Surabaya, blok-a.com – Belasan kamera handphone diangkat tinggi-tinggi. Bagai isyarat atau kode perintah diam.
Fokus kamera bergerak-gerak, tapi si empunya tidak satu pun mengeluarkan suara gaduh, teriak atau ribut meski berebut posisi. Begitulah regulasi di ruang sidang bagi kuli tinta.
Seluruh kamera terlihat fokus membidik wajah dan terus mengikuti gerak-gerik pria kerempeng yang duduk di depan majelis hakim.
Terutama saat pria bernama Devi Athok Yulfitri itu mulai terisak.
Dengan pelan, Jaksa Penuntut Umum (JPU) menanyakan apakah saksi melihat sendiri kondisi dua anak perempuannya dan mantan istrinya yang menjadi korban Tragedi Kanjuruhan, 1 Oktober 2022 lalu.

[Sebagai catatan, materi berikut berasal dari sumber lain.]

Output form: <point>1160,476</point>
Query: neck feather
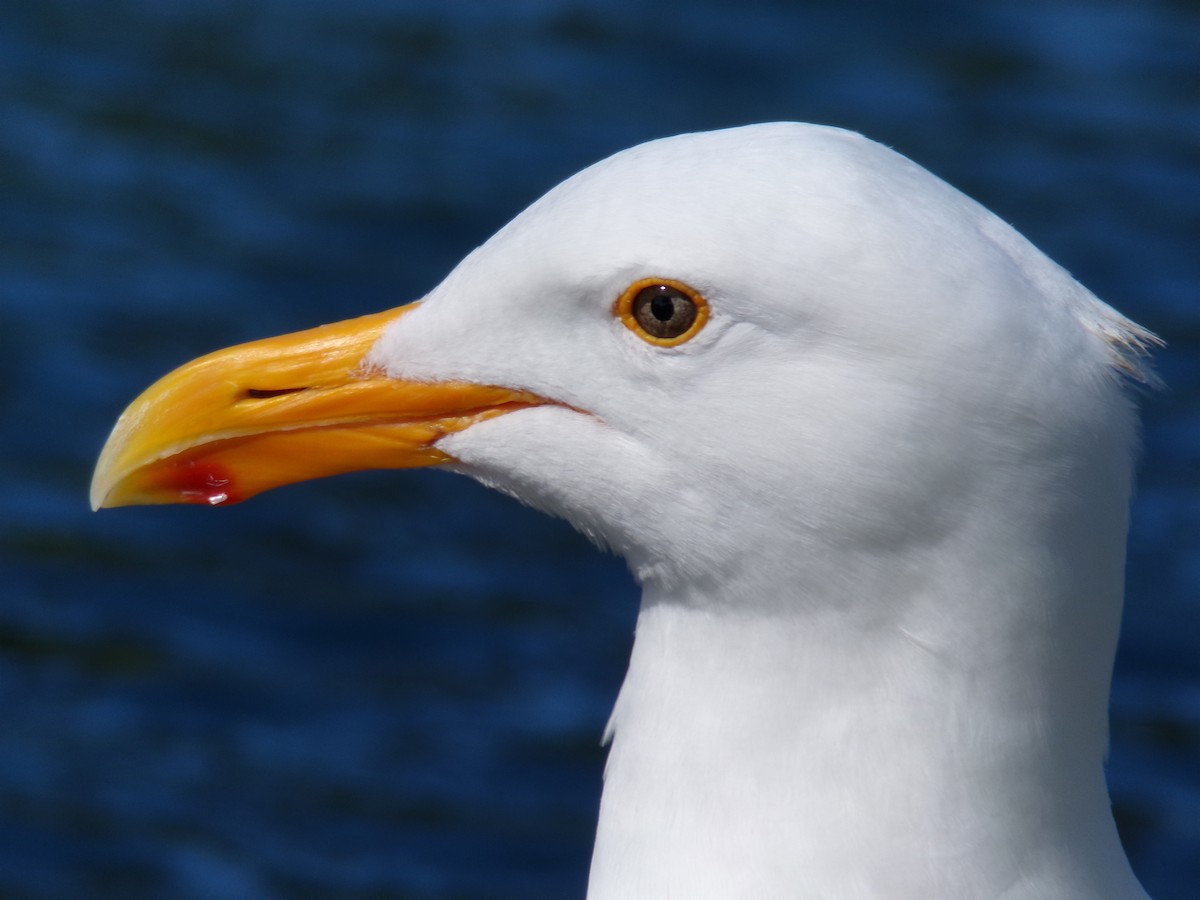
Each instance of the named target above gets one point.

“Habis Pak Hidup Saya!,” ujar Devi Athok yang datang sebagai saksi dalam sidang kasus tersebut di PN Surabaya, Selasa (24/1/2023).
Dengan suara parau terbata-bata, Devi Athok, mengaku nyaris tidak mengenali wajah dua anak dan mantan istrinya.
“Anak saya Natasya sudah membiru, menghitam dan wajah bengkak. Mengeluarkan busa terus. Nyaris tidak kenal Pak. Kalau tidak karena bajunya tidak mungkin bisa kenal,” ujarnya.
Devi Athok menjadi satu-satunya saksi orangtua korban tragedi Kanjuruhan yang didatangkan jaksa penuntut umum (JPU) Selasa (24/1/2023) ini, selain saksi petugass steward dan saksi direktur LIB.
Semakin ia bicara, semakin hening. Suasana sidang menjadi haru biru.
Namun JPU berusaha menegarkan diri, dengan terus menimpuki saksi dengan pertanyaan.
Terakhir, Athok menunjukkan foto kondisi terakhir kedua anaknya Natasya dan Nayla serta mantan istrinya.
Menurut Devi Athok, saat itu dirinya mendapat telepon dari temannya bahwa anaknya Tasya sudah tergeletak di gate tribun 13.